Many policy-makers are saying that climate-smart agriculture is the ideal intersection of adaptation and mitigation. The problem is that mitigation for offsets must be quantified. That means measuring, reporting, and verifying the amount of carbon stored in the soil–which leads to technocratic experts coming onto small-shareholders’ farms to tell them what practices will maximize soil sequestration. While land may end up being more resilient under these projects, it will most likely just be a co-benefit—despite claims from the World Bank and FAO of the opposite. farmers’ sovereignty over their own land will naturally be compromised if they don’t have complete control over their own practices. What’s worse, they’ll be dictated practices that maximize mitigation; there’s no money to be made off of adaptation for adaptation’s sake.

Where’s agriculture in the text?

We’re at a dangerous point now: for a few years Parties have been trying to push an agricultural work programme under Article 1. b. iv of the Bali Action Plan, which is “sectoral approaches to enhance mitigation.” If agriculture is under mitigation, there really is nothing guaranteeing funding for agricultural adaptation.

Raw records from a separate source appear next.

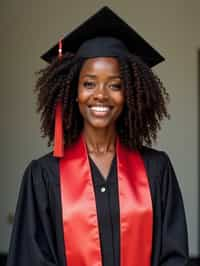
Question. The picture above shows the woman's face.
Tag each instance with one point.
(100, 92)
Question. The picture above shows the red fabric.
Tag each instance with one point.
(58, 133)
(81, 233)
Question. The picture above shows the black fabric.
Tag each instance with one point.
(107, 203)
(105, 23)
(37, 237)
(102, 47)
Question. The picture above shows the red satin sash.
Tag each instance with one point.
(81, 233)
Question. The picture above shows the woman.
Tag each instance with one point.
(107, 200)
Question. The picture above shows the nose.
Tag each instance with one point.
(101, 93)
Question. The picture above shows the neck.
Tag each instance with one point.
(100, 140)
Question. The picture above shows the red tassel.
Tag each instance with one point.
(58, 134)
(60, 48)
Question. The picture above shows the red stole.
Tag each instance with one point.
(81, 233)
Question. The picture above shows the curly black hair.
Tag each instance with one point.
(144, 108)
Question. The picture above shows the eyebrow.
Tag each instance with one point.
(110, 77)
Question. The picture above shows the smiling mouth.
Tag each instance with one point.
(100, 111)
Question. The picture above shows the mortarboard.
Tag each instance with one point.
(106, 23)
(103, 34)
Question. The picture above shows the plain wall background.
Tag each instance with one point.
(28, 28)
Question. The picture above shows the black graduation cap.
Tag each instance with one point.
(106, 23)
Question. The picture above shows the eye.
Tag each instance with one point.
(88, 84)
(116, 86)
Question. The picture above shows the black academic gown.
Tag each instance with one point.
(37, 237)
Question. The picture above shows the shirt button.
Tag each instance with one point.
(103, 189)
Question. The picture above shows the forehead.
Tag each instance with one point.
(101, 64)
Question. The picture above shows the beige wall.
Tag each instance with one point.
(28, 28)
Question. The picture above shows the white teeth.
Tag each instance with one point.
(100, 108)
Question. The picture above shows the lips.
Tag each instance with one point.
(100, 111)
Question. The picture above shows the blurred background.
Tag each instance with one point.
(29, 28)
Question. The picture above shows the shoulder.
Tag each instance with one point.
(156, 161)
(43, 169)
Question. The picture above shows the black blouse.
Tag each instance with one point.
(37, 237)
(107, 202)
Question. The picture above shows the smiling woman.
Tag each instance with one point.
(103, 197)
(101, 92)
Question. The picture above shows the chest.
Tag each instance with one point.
(103, 163)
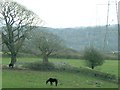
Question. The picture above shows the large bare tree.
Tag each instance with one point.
(44, 41)
(16, 20)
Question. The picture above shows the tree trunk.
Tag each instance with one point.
(45, 58)
(13, 58)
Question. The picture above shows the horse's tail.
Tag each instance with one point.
(56, 82)
(47, 81)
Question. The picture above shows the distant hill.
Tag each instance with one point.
(80, 37)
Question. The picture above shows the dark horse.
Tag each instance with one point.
(11, 65)
(51, 80)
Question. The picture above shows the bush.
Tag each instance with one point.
(93, 57)
(40, 66)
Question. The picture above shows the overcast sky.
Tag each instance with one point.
(72, 13)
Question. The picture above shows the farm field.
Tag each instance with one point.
(110, 66)
(36, 79)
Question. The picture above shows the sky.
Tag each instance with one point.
(72, 13)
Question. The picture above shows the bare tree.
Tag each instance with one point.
(16, 21)
(44, 41)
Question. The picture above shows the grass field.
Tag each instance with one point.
(36, 79)
(110, 66)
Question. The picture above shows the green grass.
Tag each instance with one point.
(36, 79)
(110, 66)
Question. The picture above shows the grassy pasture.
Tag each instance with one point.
(36, 79)
(110, 66)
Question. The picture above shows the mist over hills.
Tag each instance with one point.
(81, 37)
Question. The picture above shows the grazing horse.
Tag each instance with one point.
(11, 65)
(51, 80)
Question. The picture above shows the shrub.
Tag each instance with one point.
(93, 57)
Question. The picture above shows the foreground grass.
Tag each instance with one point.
(110, 66)
(36, 79)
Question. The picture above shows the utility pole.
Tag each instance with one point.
(112, 2)
(118, 19)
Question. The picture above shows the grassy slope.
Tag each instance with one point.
(36, 79)
(110, 66)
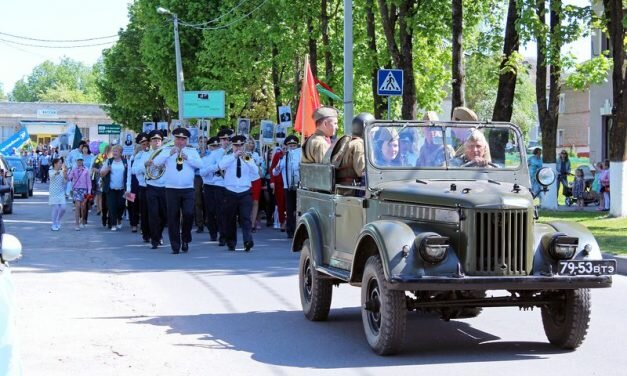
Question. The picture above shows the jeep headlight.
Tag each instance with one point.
(545, 176)
(432, 247)
(563, 247)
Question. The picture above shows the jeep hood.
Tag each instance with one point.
(466, 193)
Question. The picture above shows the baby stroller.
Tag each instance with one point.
(589, 196)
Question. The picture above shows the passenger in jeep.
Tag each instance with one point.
(476, 151)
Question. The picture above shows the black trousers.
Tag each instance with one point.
(133, 207)
(238, 205)
(290, 208)
(180, 204)
(115, 202)
(199, 207)
(157, 214)
(143, 211)
(213, 201)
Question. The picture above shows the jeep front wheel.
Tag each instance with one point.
(315, 291)
(566, 322)
(383, 311)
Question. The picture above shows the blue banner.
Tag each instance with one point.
(14, 142)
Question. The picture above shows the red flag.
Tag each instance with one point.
(309, 102)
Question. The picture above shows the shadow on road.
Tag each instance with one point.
(271, 338)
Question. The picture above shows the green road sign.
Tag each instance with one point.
(109, 129)
(203, 104)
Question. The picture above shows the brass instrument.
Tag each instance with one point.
(179, 161)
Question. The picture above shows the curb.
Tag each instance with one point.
(621, 263)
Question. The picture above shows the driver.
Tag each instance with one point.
(476, 151)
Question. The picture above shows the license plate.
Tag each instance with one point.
(583, 267)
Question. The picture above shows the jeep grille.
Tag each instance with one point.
(501, 242)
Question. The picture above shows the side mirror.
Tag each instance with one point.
(545, 176)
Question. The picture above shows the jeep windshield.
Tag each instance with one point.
(443, 146)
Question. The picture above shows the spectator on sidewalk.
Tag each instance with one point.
(563, 170)
(56, 190)
(605, 184)
(81, 187)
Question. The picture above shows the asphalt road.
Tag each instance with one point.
(95, 302)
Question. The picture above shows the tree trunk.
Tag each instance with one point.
(313, 48)
(457, 96)
(378, 102)
(504, 105)
(402, 57)
(618, 132)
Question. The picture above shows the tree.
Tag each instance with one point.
(68, 81)
(504, 104)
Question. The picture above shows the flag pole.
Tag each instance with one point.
(302, 117)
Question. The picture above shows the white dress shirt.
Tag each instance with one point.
(179, 179)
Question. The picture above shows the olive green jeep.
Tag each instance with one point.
(443, 214)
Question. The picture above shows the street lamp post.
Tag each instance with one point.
(180, 81)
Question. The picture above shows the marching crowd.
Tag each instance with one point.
(223, 184)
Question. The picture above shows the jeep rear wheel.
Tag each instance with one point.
(566, 322)
(315, 291)
(383, 311)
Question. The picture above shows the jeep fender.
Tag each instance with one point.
(543, 262)
(308, 227)
(388, 239)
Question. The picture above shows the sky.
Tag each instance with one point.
(60, 19)
(81, 19)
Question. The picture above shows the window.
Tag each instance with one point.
(560, 137)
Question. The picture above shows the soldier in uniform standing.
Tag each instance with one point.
(155, 192)
(352, 164)
(212, 177)
(138, 169)
(289, 168)
(180, 163)
(238, 201)
(326, 125)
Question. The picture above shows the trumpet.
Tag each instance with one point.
(179, 161)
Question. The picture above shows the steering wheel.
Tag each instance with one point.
(474, 163)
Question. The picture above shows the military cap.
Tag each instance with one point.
(433, 116)
(238, 140)
(225, 133)
(387, 134)
(181, 132)
(213, 141)
(291, 140)
(141, 137)
(324, 112)
(155, 134)
(464, 114)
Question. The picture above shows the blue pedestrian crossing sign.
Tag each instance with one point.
(390, 82)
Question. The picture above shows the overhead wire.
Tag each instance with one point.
(58, 40)
(226, 25)
(42, 46)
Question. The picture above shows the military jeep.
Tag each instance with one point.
(432, 227)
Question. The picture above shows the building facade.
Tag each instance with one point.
(45, 121)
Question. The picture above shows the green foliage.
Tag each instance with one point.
(592, 72)
(68, 81)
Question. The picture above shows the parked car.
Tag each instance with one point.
(435, 237)
(23, 176)
(6, 185)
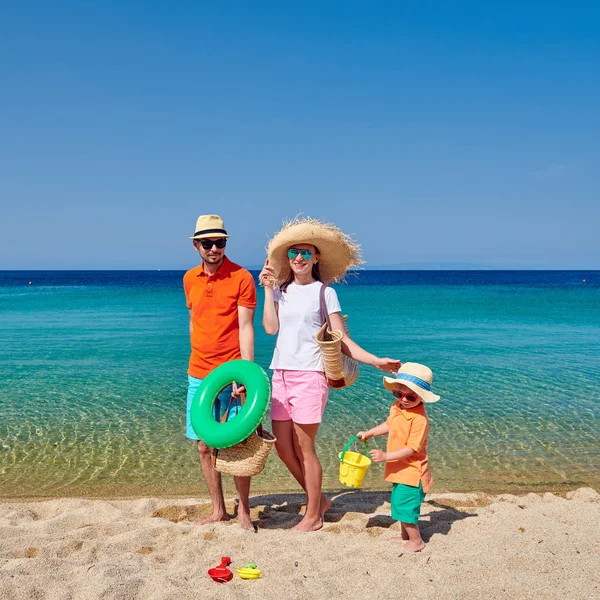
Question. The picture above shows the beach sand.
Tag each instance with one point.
(479, 546)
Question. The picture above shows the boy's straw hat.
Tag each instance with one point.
(416, 377)
(209, 226)
(338, 252)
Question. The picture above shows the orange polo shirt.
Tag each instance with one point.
(213, 301)
(408, 427)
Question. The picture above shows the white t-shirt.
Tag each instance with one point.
(299, 321)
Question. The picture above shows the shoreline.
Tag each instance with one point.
(501, 546)
(517, 489)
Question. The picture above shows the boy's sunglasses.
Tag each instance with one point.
(208, 244)
(305, 254)
(409, 397)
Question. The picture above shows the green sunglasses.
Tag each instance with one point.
(305, 254)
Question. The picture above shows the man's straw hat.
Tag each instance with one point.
(416, 377)
(209, 226)
(338, 252)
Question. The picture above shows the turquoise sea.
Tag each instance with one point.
(93, 380)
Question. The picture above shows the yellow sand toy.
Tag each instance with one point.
(249, 571)
(353, 466)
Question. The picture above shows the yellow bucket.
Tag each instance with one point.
(353, 465)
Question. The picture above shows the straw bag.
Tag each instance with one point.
(247, 458)
(340, 370)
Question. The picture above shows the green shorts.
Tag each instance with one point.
(406, 502)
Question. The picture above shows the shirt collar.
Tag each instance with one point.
(222, 271)
(408, 413)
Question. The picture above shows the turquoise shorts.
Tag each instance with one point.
(406, 502)
(219, 407)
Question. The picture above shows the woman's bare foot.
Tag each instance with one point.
(325, 505)
(214, 518)
(307, 524)
(414, 546)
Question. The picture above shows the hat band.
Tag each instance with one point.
(413, 379)
(205, 231)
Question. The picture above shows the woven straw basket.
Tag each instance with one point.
(340, 370)
(247, 458)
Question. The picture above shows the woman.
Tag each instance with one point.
(302, 257)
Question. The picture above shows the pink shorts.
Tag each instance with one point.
(298, 395)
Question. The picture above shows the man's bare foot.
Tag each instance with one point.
(246, 522)
(325, 505)
(214, 518)
(414, 546)
(309, 524)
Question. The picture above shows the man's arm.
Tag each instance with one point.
(246, 323)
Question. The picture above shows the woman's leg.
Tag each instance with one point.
(284, 446)
(286, 450)
(304, 443)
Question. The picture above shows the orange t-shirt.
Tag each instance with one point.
(213, 301)
(408, 427)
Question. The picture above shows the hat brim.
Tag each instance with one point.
(337, 251)
(391, 382)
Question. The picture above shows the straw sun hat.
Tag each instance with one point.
(209, 226)
(416, 377)
(338, 252)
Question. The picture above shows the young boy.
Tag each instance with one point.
(406, 458)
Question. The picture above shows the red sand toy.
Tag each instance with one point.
(221, 574)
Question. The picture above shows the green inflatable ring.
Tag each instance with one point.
(236, 430)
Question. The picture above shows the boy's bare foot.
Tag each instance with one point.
(414, 546)
(214, 518)
(309, 524)
(325, 505)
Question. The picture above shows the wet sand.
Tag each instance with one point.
(479, 546)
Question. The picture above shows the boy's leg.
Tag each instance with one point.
(415, 541)
(406, 507)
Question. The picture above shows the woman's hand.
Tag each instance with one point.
(387, 364)
(267, 276)
(378, 455)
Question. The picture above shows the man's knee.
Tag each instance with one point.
(203, 449)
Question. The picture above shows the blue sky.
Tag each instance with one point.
(435, 132)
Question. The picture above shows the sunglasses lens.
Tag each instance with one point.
(207, 245)
(305, 254)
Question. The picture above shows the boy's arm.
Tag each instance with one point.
(374, 432)
(380, 456)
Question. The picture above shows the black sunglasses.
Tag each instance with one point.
(208, 244)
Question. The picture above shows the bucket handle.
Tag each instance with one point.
(350, 442)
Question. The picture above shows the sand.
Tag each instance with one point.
(479, 546)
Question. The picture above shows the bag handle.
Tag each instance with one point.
(350, 442)
(232, 402)
(323, 307)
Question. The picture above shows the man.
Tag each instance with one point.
(221, 297)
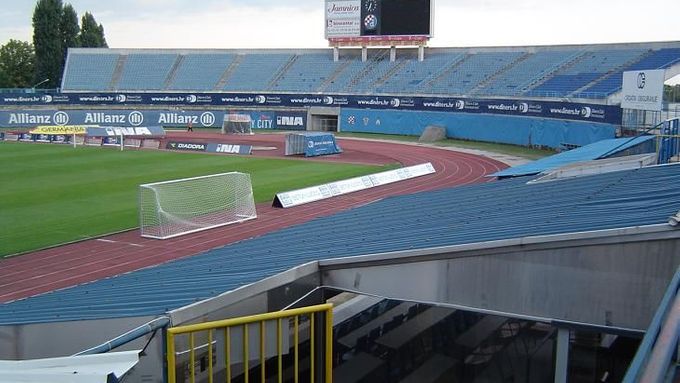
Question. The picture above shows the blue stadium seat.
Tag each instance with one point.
(589, 67)
(89, 72)
(146, 71)
(200, 71)
(579, 71)
(658, 59)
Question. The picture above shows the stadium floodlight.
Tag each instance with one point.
(674, 220)
(177, 207)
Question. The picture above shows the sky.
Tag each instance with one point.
(300, 23)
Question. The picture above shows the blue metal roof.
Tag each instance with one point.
(594, 151)
(491, 211)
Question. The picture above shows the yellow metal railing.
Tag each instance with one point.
(228, 324)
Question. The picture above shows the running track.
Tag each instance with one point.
(90, 260)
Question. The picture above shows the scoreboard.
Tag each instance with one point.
(375, 18)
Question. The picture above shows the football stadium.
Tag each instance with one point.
(285, 215)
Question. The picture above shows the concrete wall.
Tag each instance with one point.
(617, 283)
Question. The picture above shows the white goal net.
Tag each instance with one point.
(172, 208)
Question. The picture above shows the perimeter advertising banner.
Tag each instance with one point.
(130, 116)
(343, 18)
(210, 147)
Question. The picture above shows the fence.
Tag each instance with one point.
(237, 333)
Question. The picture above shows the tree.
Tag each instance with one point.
(48, 42)
(17, 60)
(4, 79)
(69, 28)
(91, 33)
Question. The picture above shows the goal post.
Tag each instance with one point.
(177, 207)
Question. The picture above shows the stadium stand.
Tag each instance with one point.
(202, 71)
(307, 73)
(258, 70)
(454, 216)
(413, 74)
(663, 58)
(471, 71)
(583, 71)
(146, 71)
(516, 79)
(90, 71)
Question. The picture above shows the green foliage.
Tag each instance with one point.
(17, 62)
(513, 150)
(4, 79)
(69, 28)
(91, 33)
(47, 42)
(53, 194)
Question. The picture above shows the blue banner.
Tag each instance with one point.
(116, 131)
(121, 118)
(610, 114)
(492, 128)
(210, 147)
(320, 144)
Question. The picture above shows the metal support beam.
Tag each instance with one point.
(562, 355)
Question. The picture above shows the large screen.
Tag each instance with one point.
(357, 18)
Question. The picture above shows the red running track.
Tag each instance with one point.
(90, 260)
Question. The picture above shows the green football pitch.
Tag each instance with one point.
(52, 194)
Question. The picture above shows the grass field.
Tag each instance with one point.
(53, 194)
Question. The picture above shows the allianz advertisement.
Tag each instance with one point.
(133, 118)
(610, 114)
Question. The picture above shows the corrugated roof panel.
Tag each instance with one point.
(594, 151)
(499, 210)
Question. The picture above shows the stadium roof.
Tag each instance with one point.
(594, 151)
(493, 211)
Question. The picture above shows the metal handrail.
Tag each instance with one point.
(226, 326)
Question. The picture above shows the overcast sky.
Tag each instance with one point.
(299, 23)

There has been some talk in Durban about an agricultural work programme somewhere in adaptation… this is also not to be trusted. Given the rampant expansionism of carbon markets under REDD+, any inclusion of agriculture could be twisted to legitimize soil carbon markets.
Food and agricultural organizations are very excited about climate-smart agriculture; it actually seems to be becoming a buzz-word, appearing in several publications from different organizations. The side events about climate-smart appear to be focussed on justifying the need for sustainable agriculture in the first place: statistics, charts, and graphs about how innovation increases food security. I always forget that the world is far behind—the inherent value of sustainable agriculture isn’t assumed. Organizations in support of climate-smart agriculture are too focused on justifying the benefits of sustainable agriculture, and don’t understand the subtler threats of its place under mitigation (or don’t care).

It seems likely that agriculture will make it into the text somewhere in a Durban outcome, especially if a text is presented at the end like in Cancun. Zuma has publicly said that he wants a work programme for agriculture; the World Bank has been attended African agricultural ministerials all year to try and get them on board. In general, civil society seems wary of the work programme and its not-so-subtle connection to carbon markets.

 

Like I said in my last blog, developing countries have to be really, really wary of false solutions here in Durban. Countries are feeling pressure for a successful outcome, but aren’t willing to make any concessions—instead, they’re using their resources and creativity to assemble solutions that make them look good. An agricultural work programme looks good, especially given that this is an African COP, but it is a wolf very cleverly disguised in sheep’s clothing.